2000'li yılların başından itibaren yavaş yavaş başlayan blog yazarlığının bugün geldiği noktaya baktığımız zaman blog yazmanın giderek kurumsallaştığını ve egemen içerik üreticilerinin hegemonya alanına girdiğini söyleyebiliriz.

Burada ilk analiz etmemiz gereken blog yazarlarının nasıl bir içerik ürettikleri olacaktır. Dünyaya baktığımız zaman genelde siyasi ve kültürel bir bağlamda yazan blog yazarları Türkiye'de genelde "web" ve "teknoloji" gibi alanlara sıkışmış durumdadır. Sosyal medyanın daha da gelişmesi ve mikro-blogging (twitter, facebook) gibi araçların ortaya çıkması ile beraber blog yazarlığı biraz daha geri plana itilmiş durumdadır.

Blog yazma ile başlayan en büyük sorunlardan birisi sanırım yazarın "okunmadığı" vehmine kapılmasıdır. Oysa gelişmiş arama motorları sayesinde bir şekilde yazınızın konusuna ilgi duyan kullanıcılar yazınıza ulaşmakta, onu okumakta ve değerlendirmektedir. Burada önemli olan blog yazarının kendi düşüncesini uçsuz bucaksız web deryasına aktarmasıdır ki blog sistemleri de bunun için en kullanışlı platformlardan birisidir. Yazınızı denetleyecek bir editör ya da yönetici yoktur ve görüşlerinizi direk olarak bu havuza aktarıp kullanıcıların istifade etmesini sağlamanız mümkündür.

Bugün bir çok araştırma şirketi blogları ve sosyal medya araçlarını incelemekte ve değerlendirmektedir. Bu araçlardan aktarılan verileri toplamakta ve anlık analizler yaparak kitlelerin düşüncelerini öğrenmeye ve yorumlamaya çalışmaktadırlar. Bu noktada blog yazarlığının önemli olduğunu düşünüyorum. Köşe yazarlığından farkı ise blog yazarlığının bir filtre sisteminden geçmediği için araştırma kurumlarına daha net ve organik veriyi sağladığını düşünüyorum. Buradan blog yazarlığının demokratik bir eylem olduğunu da söyleyebiliriz. Herkesin kendi düşüncesini derli toplu söylediği, yazdığı ve savunduğu bir ortamın demokrasiye de katkısı tartışılmaz. 

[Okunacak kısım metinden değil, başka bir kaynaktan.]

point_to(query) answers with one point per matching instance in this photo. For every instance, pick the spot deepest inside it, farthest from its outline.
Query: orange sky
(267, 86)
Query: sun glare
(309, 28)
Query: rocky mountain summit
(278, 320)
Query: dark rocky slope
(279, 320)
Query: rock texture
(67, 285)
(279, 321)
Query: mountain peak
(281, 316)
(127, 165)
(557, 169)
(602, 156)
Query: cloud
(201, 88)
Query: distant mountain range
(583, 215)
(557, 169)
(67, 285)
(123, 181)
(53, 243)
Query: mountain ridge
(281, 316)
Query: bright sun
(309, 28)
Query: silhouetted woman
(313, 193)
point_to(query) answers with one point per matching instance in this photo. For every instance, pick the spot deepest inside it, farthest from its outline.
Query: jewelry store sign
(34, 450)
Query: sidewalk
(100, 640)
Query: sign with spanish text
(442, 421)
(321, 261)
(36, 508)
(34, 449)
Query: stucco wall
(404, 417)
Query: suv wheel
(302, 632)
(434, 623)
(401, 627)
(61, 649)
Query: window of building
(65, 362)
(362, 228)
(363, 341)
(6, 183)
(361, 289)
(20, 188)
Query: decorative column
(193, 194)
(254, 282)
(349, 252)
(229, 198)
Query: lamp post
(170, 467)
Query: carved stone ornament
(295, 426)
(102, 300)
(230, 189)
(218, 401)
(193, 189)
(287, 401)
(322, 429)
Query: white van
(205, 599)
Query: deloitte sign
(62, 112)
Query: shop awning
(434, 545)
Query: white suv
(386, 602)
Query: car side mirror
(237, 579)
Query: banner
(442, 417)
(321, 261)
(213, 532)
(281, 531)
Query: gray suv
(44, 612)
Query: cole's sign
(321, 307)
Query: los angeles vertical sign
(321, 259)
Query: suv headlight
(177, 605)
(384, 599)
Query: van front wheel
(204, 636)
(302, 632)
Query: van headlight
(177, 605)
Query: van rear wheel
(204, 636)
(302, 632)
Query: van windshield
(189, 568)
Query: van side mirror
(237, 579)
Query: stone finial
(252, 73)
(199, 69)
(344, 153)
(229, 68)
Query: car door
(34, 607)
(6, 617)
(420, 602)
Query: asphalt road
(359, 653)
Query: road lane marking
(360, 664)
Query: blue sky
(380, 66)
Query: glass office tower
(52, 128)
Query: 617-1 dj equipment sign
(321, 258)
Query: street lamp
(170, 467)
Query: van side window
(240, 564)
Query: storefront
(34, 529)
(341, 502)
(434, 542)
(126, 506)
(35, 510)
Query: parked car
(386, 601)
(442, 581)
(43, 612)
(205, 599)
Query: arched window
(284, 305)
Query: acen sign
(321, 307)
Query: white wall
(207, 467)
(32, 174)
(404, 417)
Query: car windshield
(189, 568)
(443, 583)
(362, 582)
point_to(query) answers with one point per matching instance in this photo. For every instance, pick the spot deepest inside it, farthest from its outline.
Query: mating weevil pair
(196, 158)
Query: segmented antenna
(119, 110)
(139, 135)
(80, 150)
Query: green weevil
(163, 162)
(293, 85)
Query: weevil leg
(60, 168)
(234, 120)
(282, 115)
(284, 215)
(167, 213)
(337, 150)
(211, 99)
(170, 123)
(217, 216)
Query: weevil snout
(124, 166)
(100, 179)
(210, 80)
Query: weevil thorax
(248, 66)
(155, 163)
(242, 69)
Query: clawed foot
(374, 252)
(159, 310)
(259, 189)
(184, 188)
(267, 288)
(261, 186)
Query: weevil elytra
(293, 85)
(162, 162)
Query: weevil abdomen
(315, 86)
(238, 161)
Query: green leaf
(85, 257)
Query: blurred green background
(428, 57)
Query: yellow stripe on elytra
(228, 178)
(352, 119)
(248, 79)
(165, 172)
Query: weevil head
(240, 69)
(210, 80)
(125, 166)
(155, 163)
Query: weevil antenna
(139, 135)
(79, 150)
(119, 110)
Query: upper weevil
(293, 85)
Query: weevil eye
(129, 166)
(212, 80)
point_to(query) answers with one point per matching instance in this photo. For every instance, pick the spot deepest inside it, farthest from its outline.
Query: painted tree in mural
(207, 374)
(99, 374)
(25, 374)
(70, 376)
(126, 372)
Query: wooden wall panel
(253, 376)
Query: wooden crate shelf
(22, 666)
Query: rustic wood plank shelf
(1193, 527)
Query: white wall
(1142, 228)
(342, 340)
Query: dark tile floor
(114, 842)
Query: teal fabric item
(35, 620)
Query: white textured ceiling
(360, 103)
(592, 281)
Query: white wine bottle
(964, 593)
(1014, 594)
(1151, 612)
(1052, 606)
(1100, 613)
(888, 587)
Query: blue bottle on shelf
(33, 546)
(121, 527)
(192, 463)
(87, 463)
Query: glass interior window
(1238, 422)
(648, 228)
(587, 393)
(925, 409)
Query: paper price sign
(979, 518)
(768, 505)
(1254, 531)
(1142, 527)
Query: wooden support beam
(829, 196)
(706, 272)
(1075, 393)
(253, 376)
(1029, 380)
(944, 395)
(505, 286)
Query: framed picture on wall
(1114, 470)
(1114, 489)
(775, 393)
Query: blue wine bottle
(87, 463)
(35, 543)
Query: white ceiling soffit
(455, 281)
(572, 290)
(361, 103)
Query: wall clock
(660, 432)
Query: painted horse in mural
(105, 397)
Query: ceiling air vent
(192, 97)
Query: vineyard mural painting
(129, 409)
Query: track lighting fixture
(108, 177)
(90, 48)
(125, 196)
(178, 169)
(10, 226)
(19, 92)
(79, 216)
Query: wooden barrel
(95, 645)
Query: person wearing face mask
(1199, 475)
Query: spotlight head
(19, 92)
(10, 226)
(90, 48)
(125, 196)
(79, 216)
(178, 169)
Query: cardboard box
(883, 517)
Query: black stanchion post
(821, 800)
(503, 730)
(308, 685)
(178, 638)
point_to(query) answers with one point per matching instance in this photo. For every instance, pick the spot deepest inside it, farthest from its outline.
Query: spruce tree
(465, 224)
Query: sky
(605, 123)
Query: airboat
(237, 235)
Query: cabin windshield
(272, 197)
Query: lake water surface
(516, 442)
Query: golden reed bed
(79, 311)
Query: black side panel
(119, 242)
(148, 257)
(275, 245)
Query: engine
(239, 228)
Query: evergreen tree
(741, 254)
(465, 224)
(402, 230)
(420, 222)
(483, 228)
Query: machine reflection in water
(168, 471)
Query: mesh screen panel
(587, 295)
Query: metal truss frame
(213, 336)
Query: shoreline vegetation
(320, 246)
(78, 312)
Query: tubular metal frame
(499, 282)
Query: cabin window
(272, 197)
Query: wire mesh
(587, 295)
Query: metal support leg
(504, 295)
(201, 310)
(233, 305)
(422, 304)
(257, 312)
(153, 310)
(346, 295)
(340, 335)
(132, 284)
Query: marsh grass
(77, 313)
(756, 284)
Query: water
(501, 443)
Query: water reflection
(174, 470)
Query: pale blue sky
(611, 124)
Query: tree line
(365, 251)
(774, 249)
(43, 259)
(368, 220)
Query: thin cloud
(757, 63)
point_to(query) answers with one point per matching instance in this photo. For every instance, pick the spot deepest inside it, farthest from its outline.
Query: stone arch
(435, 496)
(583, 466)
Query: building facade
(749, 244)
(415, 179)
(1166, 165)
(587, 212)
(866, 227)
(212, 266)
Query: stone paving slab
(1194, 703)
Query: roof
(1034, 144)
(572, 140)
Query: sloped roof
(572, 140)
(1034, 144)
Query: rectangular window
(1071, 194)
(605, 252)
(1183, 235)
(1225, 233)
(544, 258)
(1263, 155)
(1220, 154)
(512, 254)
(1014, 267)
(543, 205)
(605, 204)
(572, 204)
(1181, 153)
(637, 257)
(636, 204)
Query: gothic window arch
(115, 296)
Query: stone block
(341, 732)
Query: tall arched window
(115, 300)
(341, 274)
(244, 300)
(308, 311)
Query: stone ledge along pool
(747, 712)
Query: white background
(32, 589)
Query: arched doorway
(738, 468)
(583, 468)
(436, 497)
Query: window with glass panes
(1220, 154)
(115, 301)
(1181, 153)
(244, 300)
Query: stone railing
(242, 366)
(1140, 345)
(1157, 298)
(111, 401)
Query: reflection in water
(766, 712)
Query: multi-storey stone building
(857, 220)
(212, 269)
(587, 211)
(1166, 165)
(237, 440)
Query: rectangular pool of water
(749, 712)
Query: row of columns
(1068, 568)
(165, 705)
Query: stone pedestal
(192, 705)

Yukarıda da belirttiğim gibi blog yazarlığı 2000'li yılların başında bir ilerleme gösterecek gibi oldu ama daha sonra sosyal medya araçlarının çeşitlenmesi ile etkisini yitirdi. Ayrıca geriye kalan blog yazarlarının da sadece web teknolojilerine yönelmesi ile beraber blog yazarlığı iyice çoraklaşmaya başladı. Twitter ve instagram fenomenlerinin ortaya çıkması ile beraber aslında 2005 yılında yazdığım kehanetler de ortaya çıkmış oldu. O zaman da internet kullanıcılarının web sayfalarındaki gezinme istatistiklerinden blog yazarlığının giderek mikro bir sürece gireceğini ve blog yazılarının kısalması gerektiği üzerinde çokça durmuştum. Bugün bunun ne kadar doğru olduğunu bir kez daha anladım.

Okumayı sevmiyoruz. Bu nedenle özet olan her şey zihnimize son derece konforlu geliyor. Bu da özet bir zihni yapının oluşmasını besliyor. Blog yazarlığının tekrardan popülerleşmesi için blog yazarlarının yönteme yoğunlaşması gerekmektedir. Daha keskin analizler ve daha doyurucu bir içerik blog yazınızın okunmasını sağlayacak ve bu sayede blog yazarlığı yoluna devam edecektir temennisi ile yazıyı burada noktalayalım.